We all have little things that bug us a lot. For instance, when my kids were young, they had a penchant for stepping on my feet. I would yell, “That’s my pet peeve!”

Pet peeves are not the big things. They are annoyances that give people an outsized sense of frustration. Here are some of my current ones.

  1. People acting as if saying “Merry Christmas” is somehow under attack. I see these memes on Facebook all the time. They say things such as, “Who else will be politically incorrect and say, ‘Merry Christmas’?” If the Christmas holiday were endangered, I don’t think I’d be seeing all the Christmas trees, ornaments, and fake poinsettias in stores before Halloween. Ditto for the Pledge of Allegiance. It’s not going anywhere, and President Obama is not trying to remove the words “under God” from it.
  2. Another FB meme I detest is one showing a very sick or severely disabled child and the admonition to type “Amen” or to “Like” the post. If not, you are told that you are heartless. Ditto the ones that ask if Jesus is your savior. I don’t need to reply to a FB post to prove my humanity or faith to anyone.
  3. Drivers who refuse to use their turn signal. My husband is a member of this club. Not only is it illegal, but it is dangerous and annoying when I am following  you and you suddenly decide to turn right without warning. I’m always wishing for a cop nearby to “cure” such drivers of their bad habit.
  4. People who ask you a question but don’t listen to the answer. A classic example is when ordering food at a takeout counter. The cashier asks, “For here or to go?” You answer and give your order. When you have finished giving the order, the cashier repeats, “For here or to go?” as if s/he hadn’t just asked that question 20 seconds ago.
  5. Any variation of “The problem with kids today is _____.” When I was young, my dad used to make fun of rock and roll song lyrics. “All they say is, ‘Yeah, yeah, yeah,'” he would mock. He also used to yell at me if I complained about how hard my school work load was. “You think you have it bad?” he would exclaim. Then he would launch into a variation of the walking five miles to school in the snow saga. The fact is, the very kids we are sure are doomed are the ones who will be taking care of us when we’re old. And I can guarantee they are going to find fault with the next generation while they’re changing our adult diapers.
  6. Finding any of the following around my house: empty toilet paper holder, dishes with crusted on food, cabinet doors left open, dirty socks on the floor, my kid’s expensive retainer wrapped in a paper napkin. Let’s face it. If you are a wife and mother, you have a lot of pet peeves.

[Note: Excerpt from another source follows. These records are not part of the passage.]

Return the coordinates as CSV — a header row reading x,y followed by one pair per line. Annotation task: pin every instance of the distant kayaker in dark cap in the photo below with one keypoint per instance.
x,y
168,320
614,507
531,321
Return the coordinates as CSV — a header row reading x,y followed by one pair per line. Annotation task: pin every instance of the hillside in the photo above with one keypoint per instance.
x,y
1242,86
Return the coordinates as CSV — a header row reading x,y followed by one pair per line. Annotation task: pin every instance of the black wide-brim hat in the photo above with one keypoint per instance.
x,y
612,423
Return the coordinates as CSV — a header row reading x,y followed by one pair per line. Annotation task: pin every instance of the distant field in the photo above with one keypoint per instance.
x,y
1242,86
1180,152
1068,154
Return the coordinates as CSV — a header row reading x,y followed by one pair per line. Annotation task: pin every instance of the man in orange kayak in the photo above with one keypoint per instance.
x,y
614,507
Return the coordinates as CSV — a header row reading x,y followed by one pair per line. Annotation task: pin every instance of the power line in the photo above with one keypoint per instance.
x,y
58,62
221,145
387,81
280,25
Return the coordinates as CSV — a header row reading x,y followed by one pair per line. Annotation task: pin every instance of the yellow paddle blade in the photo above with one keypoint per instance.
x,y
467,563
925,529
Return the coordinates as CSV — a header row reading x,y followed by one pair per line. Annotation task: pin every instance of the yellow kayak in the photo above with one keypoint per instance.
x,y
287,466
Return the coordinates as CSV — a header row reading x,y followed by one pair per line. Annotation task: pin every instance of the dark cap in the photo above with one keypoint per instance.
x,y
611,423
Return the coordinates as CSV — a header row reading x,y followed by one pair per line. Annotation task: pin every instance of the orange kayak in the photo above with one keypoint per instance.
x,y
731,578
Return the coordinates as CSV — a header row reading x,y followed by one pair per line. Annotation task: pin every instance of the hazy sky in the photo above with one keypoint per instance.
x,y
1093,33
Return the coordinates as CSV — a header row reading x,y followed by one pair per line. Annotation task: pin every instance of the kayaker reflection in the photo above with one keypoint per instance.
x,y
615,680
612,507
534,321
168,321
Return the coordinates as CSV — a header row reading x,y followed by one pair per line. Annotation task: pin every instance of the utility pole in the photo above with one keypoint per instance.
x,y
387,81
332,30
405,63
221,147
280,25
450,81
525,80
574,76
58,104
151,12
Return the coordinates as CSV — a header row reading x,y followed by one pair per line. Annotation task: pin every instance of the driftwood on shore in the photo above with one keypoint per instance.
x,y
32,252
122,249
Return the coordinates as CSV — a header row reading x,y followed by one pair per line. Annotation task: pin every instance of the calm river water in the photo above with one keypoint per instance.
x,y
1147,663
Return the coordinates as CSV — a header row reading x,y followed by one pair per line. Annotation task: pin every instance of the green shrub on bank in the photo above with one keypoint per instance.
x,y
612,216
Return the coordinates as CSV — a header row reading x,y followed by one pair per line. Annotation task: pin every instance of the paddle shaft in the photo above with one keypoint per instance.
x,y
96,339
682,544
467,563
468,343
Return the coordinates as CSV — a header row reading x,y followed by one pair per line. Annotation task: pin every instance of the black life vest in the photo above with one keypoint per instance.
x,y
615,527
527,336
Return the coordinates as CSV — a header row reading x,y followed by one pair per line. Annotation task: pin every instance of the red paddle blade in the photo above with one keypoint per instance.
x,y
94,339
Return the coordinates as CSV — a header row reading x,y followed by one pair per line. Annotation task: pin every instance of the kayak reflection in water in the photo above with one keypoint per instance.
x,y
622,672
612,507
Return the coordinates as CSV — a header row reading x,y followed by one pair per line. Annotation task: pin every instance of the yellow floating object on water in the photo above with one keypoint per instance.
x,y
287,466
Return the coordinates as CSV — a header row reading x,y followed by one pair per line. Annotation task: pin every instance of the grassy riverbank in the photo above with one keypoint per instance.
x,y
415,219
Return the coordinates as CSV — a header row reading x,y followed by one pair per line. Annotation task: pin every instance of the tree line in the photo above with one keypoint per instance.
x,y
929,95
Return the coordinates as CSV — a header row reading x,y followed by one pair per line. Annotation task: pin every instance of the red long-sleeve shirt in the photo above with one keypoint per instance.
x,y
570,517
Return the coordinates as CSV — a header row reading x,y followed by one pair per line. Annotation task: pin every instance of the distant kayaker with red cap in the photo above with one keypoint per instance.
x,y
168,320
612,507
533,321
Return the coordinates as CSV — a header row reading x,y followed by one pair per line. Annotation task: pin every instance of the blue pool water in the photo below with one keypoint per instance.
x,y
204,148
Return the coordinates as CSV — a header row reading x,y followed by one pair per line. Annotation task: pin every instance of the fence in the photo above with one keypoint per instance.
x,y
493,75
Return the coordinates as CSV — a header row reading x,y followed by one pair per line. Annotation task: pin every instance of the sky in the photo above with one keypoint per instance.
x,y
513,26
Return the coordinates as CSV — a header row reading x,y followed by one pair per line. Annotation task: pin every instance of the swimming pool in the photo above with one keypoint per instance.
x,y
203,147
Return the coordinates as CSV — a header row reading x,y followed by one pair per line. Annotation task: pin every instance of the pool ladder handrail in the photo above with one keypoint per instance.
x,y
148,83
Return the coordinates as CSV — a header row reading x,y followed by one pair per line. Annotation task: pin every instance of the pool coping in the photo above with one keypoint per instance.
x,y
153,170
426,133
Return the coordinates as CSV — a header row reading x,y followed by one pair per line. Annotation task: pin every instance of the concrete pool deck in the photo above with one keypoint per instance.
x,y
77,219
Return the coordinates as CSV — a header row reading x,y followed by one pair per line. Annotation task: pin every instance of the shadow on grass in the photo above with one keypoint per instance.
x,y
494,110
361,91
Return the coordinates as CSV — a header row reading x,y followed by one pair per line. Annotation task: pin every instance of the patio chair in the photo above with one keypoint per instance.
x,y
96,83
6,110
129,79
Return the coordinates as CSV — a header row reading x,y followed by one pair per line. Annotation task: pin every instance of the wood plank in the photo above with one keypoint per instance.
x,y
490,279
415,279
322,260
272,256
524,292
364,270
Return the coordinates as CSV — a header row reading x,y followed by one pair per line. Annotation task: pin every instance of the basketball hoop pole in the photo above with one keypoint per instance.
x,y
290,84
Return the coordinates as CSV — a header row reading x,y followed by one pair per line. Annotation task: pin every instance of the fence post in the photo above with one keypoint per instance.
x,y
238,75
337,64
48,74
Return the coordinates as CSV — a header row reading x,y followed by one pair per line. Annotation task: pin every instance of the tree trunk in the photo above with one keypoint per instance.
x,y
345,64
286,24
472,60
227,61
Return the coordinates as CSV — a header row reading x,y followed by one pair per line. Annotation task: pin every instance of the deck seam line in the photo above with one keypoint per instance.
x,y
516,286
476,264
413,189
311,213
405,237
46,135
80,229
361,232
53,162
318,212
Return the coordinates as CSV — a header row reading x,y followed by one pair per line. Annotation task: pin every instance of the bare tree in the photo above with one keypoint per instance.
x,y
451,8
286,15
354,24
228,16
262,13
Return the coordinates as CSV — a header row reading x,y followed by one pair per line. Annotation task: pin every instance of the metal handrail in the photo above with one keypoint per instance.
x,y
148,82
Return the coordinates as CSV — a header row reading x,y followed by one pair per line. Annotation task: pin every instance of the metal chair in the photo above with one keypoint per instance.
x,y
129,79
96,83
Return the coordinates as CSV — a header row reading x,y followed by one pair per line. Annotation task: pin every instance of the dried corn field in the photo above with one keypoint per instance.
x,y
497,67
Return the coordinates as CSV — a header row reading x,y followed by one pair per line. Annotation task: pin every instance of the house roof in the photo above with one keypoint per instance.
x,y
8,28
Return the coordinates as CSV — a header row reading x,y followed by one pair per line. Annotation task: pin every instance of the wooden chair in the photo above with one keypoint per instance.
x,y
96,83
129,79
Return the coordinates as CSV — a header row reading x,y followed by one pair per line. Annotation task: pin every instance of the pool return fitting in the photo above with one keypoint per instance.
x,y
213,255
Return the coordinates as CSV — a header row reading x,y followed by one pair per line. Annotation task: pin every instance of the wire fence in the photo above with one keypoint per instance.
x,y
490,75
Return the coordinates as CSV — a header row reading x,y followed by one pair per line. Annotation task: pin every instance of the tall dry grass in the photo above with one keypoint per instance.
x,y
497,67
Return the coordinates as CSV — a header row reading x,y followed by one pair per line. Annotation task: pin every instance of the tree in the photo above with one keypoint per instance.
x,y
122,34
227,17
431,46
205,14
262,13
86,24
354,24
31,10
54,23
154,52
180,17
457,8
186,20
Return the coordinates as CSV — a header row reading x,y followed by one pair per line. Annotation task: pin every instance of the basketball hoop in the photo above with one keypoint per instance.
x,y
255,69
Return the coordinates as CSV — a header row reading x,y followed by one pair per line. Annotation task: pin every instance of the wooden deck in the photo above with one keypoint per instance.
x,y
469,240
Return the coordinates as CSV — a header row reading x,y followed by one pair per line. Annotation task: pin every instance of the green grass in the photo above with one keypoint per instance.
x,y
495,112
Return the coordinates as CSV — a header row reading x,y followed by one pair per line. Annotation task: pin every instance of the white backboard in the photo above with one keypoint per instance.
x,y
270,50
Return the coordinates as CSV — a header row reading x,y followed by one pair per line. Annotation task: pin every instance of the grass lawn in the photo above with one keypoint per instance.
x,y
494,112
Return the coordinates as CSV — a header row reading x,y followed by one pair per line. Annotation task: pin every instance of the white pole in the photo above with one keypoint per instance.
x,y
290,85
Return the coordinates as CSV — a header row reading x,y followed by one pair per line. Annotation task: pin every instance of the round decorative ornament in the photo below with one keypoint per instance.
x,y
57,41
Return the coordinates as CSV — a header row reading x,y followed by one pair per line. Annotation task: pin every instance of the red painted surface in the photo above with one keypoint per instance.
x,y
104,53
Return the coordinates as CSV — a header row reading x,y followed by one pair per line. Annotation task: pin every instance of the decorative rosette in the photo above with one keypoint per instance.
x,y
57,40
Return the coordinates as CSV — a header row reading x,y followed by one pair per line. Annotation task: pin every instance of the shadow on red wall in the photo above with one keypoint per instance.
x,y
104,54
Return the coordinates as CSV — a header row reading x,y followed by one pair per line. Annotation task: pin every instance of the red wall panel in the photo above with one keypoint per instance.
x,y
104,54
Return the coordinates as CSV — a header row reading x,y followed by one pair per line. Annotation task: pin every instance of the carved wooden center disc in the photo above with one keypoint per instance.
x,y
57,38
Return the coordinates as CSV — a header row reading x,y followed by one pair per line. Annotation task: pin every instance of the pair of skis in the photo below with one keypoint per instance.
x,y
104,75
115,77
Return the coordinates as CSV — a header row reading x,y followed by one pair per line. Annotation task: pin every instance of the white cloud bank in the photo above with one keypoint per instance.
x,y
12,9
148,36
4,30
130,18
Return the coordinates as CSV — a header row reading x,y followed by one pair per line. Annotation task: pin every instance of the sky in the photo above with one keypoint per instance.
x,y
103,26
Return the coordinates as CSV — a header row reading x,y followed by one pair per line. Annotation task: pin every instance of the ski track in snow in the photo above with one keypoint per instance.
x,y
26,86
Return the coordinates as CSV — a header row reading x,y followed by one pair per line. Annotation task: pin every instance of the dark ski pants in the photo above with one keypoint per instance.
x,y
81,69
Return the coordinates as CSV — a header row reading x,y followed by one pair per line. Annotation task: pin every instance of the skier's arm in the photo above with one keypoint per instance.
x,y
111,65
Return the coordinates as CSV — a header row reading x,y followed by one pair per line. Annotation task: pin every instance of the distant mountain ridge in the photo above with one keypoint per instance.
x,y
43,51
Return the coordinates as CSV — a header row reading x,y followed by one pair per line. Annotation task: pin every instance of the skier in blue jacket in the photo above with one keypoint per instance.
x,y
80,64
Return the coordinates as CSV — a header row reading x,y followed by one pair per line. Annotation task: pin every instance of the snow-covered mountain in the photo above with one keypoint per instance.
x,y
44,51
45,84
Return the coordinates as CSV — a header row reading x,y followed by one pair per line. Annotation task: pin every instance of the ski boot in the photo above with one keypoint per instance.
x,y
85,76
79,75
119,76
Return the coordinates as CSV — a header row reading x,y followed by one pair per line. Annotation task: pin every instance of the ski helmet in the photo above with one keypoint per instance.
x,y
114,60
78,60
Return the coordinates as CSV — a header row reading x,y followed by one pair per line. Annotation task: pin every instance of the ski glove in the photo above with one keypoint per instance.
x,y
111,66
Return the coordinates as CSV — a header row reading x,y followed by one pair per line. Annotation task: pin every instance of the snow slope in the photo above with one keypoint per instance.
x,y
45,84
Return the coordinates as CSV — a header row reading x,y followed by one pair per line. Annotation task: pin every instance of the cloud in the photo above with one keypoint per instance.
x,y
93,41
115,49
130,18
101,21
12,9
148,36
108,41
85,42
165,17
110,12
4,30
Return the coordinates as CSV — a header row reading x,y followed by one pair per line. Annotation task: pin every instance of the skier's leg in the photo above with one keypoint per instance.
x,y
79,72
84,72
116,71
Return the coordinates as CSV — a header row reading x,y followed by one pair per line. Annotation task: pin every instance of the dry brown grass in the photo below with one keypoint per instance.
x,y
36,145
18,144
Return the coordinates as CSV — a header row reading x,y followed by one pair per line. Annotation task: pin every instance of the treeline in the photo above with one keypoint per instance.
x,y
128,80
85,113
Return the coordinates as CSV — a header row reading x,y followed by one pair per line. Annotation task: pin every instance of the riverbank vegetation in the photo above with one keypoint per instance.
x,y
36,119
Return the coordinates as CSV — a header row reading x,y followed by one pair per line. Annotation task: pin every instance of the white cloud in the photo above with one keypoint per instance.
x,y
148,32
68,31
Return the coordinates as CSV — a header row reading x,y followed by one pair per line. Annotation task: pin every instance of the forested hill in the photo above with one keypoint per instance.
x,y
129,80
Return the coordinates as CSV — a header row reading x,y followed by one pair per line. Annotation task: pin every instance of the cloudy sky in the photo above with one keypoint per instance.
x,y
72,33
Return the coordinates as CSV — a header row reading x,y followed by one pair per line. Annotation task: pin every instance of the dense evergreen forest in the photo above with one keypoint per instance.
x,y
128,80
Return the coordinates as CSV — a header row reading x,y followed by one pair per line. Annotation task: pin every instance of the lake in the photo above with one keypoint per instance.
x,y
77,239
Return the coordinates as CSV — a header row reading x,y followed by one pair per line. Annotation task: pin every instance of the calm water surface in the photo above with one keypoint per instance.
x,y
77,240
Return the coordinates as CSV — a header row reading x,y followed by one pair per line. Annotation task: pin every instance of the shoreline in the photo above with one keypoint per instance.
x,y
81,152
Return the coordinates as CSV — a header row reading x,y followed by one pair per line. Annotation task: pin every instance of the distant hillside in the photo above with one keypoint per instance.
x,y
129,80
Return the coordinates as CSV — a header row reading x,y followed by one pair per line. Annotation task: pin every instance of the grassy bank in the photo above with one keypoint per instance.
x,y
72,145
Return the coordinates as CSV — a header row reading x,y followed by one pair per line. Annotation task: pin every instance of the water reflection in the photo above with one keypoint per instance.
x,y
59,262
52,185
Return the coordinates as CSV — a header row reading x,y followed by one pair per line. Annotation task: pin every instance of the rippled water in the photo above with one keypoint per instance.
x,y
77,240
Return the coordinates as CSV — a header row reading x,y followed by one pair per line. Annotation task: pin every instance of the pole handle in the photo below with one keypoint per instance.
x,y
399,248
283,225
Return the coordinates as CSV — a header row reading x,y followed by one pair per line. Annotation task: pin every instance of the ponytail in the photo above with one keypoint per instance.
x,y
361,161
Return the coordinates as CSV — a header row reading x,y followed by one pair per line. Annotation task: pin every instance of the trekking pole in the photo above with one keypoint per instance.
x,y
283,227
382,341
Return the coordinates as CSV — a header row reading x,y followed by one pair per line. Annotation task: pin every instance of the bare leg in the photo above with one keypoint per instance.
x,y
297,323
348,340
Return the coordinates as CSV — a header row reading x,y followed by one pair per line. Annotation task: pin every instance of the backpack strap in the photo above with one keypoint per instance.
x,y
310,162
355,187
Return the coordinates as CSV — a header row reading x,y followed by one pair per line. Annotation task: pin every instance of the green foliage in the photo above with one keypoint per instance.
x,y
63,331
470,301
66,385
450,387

I try not to let my pet peeves make me too much of a grouch. Why? Because grouchy people are one of my pet peeves!



2 thoughts on “Pet Peeves

  1. Carolyn Rudolf

    Mary, this post is absolutely hilarious! Plus we have so many of the same pet peeves! I can relate to pretty much all of them, with the exception of the expensive retainer. You forgot one, though…. when people use nominative case for the object of a preposition (I.e., “He’s going with Sally and I”).